In a regulatory filing, GVC announced that it sold Headlong Limited to Ropso Malta Ltd., a company backed by investors who run the operation’s IT, for €150 million ($174.9 million).
Headlong accounts for 9 percent of GVC’s net gaming revenues. The Turkish-facing company and its associated business had gross assets of €21 million ($24.47 million) as of December 31, 2016 while its estimated earnings before interest, tax, depreciation, and amortization totalled €35 million ($40.77 million).
Both GVC and Ropso Malta agreed that the payment will be payable on a monthly basis and in a span of five years. They also agreed that transitional service arrangements will take place for no longer than six months following the completion.

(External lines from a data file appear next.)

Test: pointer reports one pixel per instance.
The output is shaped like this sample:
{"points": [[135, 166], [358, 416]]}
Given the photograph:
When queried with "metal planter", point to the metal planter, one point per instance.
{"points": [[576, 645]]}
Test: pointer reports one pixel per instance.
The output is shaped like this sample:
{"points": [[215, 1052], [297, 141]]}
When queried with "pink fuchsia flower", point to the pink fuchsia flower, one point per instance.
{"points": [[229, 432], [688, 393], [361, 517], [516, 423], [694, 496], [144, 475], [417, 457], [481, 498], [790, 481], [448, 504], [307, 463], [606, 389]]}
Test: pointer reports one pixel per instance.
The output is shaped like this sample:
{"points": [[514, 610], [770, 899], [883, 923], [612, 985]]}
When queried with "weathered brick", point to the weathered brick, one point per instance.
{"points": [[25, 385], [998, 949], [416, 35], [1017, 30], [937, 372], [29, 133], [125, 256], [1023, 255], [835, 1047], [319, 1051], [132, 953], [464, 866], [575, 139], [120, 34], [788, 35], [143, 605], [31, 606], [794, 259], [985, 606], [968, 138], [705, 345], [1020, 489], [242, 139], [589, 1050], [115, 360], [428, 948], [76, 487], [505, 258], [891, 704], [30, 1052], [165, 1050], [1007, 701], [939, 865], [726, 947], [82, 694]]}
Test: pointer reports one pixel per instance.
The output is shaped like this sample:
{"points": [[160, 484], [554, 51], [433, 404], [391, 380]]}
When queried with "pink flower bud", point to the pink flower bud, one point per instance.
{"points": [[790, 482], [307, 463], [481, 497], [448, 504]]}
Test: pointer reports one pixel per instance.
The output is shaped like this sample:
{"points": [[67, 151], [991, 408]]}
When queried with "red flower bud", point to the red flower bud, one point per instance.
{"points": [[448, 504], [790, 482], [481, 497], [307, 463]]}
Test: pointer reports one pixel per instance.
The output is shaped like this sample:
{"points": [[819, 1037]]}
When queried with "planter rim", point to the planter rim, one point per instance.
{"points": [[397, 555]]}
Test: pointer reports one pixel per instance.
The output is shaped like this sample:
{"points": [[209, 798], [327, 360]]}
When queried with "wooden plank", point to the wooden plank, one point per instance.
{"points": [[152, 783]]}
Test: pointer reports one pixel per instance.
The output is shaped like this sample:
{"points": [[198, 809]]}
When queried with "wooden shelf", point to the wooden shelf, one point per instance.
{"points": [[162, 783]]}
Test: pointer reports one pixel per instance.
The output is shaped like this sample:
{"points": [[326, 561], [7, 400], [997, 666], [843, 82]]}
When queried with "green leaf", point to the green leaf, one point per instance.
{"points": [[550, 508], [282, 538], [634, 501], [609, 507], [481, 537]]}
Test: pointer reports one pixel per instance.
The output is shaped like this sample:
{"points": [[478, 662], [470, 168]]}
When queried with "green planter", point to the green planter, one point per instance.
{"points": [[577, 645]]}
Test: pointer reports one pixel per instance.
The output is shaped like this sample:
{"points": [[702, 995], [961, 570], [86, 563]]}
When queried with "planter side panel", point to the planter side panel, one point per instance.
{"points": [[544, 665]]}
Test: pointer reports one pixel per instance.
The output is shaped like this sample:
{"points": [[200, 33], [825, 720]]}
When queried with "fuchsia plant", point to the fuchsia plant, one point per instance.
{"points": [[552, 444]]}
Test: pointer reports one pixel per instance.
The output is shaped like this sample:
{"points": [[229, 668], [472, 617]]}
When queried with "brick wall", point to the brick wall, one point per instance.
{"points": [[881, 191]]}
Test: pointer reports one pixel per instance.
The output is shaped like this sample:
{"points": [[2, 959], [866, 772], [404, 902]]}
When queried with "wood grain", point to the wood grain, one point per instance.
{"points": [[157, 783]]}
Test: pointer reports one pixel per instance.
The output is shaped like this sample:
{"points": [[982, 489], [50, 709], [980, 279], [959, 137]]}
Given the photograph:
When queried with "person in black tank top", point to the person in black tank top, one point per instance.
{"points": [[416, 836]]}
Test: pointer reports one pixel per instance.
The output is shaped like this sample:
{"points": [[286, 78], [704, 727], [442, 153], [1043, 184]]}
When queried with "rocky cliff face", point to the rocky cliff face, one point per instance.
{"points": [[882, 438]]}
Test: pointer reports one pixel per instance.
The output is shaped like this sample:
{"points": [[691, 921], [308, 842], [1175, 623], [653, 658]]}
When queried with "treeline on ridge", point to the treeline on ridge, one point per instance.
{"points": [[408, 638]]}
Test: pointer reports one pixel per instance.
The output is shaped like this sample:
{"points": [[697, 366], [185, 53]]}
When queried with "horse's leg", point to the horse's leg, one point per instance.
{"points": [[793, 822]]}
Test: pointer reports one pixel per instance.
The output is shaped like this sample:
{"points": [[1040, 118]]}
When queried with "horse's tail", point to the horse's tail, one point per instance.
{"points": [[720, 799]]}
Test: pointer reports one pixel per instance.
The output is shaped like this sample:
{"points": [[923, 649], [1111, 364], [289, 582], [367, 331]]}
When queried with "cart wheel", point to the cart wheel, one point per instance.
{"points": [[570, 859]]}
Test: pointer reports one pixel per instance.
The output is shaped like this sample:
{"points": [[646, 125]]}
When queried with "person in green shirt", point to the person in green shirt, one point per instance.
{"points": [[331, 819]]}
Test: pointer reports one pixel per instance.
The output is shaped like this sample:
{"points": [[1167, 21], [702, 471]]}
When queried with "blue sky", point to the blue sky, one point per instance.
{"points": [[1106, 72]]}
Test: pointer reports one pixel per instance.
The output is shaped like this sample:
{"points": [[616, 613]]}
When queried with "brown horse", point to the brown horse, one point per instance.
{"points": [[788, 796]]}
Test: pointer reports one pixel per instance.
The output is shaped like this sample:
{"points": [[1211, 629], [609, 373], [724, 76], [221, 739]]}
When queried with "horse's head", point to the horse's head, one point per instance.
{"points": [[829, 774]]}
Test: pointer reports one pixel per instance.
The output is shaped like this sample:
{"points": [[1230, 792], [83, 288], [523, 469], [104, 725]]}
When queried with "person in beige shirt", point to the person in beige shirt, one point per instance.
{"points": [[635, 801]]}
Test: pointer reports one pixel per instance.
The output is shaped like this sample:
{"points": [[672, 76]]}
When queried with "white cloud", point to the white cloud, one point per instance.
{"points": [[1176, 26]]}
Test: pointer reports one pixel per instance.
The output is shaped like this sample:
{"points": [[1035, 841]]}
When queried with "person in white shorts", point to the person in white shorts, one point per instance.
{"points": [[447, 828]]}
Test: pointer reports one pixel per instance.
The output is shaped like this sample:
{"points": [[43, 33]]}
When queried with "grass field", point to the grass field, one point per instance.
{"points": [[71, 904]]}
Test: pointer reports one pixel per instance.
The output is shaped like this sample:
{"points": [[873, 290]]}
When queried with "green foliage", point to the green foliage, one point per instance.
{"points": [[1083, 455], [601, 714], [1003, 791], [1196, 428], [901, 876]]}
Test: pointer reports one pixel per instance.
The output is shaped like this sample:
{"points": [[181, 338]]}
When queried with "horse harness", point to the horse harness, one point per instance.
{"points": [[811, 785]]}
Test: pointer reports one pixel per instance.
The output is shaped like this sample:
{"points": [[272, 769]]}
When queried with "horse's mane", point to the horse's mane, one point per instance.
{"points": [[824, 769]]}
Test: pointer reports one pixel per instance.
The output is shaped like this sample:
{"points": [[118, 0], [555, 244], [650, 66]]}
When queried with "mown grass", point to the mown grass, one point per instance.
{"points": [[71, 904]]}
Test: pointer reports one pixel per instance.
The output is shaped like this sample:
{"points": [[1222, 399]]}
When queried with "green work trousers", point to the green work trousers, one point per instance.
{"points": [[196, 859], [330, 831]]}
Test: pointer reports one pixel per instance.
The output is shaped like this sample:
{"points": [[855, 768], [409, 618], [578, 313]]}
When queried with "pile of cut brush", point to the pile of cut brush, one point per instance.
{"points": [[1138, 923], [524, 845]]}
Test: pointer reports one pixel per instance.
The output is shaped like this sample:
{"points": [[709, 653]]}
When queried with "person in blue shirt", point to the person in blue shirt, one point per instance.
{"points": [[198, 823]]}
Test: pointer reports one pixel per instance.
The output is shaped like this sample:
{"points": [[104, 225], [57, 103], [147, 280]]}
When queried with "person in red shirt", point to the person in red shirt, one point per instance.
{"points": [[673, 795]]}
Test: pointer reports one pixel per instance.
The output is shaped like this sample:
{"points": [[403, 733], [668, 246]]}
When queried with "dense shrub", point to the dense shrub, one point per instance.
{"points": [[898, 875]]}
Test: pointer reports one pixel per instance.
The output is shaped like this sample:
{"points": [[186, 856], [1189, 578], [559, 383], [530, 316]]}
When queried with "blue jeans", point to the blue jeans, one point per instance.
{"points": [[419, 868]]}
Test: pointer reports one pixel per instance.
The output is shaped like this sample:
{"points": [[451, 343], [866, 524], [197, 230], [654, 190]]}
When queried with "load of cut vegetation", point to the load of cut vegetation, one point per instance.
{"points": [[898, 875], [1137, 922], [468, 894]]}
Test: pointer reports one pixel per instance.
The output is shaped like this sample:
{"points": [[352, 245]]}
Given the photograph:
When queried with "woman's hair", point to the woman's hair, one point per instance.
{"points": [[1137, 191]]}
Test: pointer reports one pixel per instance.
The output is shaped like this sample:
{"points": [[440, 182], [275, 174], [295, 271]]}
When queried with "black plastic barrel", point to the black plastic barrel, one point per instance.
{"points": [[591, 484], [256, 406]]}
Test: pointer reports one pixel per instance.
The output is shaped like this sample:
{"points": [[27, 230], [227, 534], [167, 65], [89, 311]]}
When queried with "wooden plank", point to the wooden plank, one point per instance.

With the disposal of Headlong, GVC’s revenue from “grey” markets will fall to around 25 percent.
“The decision to sell Headlong and associated businesses has been taken against a backdrop where, in an increasingly maturing and regulating online gaming world, the Board has concluded it is now appropriate for GVC to further increase its focus on regulated markets,” GVC said in a statement. “In addition, the Board believes that the Disposal will increase the attractiveness of the Group to investors and potential consolidation partners.”
The sale of Headlong, however, has revived rumors that GVC is attempting to acquire Ladbrokes for the third time since last year, according to The Evening Standard.
One of the contentious issues that both GVC and Ladbrokes are reportedly trying to iron out is the former’s businesses in unregulated markets like Turkey. Though profitable, unregulated markets are unstable and subject to sudden clampdowns.
Ladbrokes is basically telling GVC that if the company wants a marriage, then the former has to say bye-bye to unregulated markets.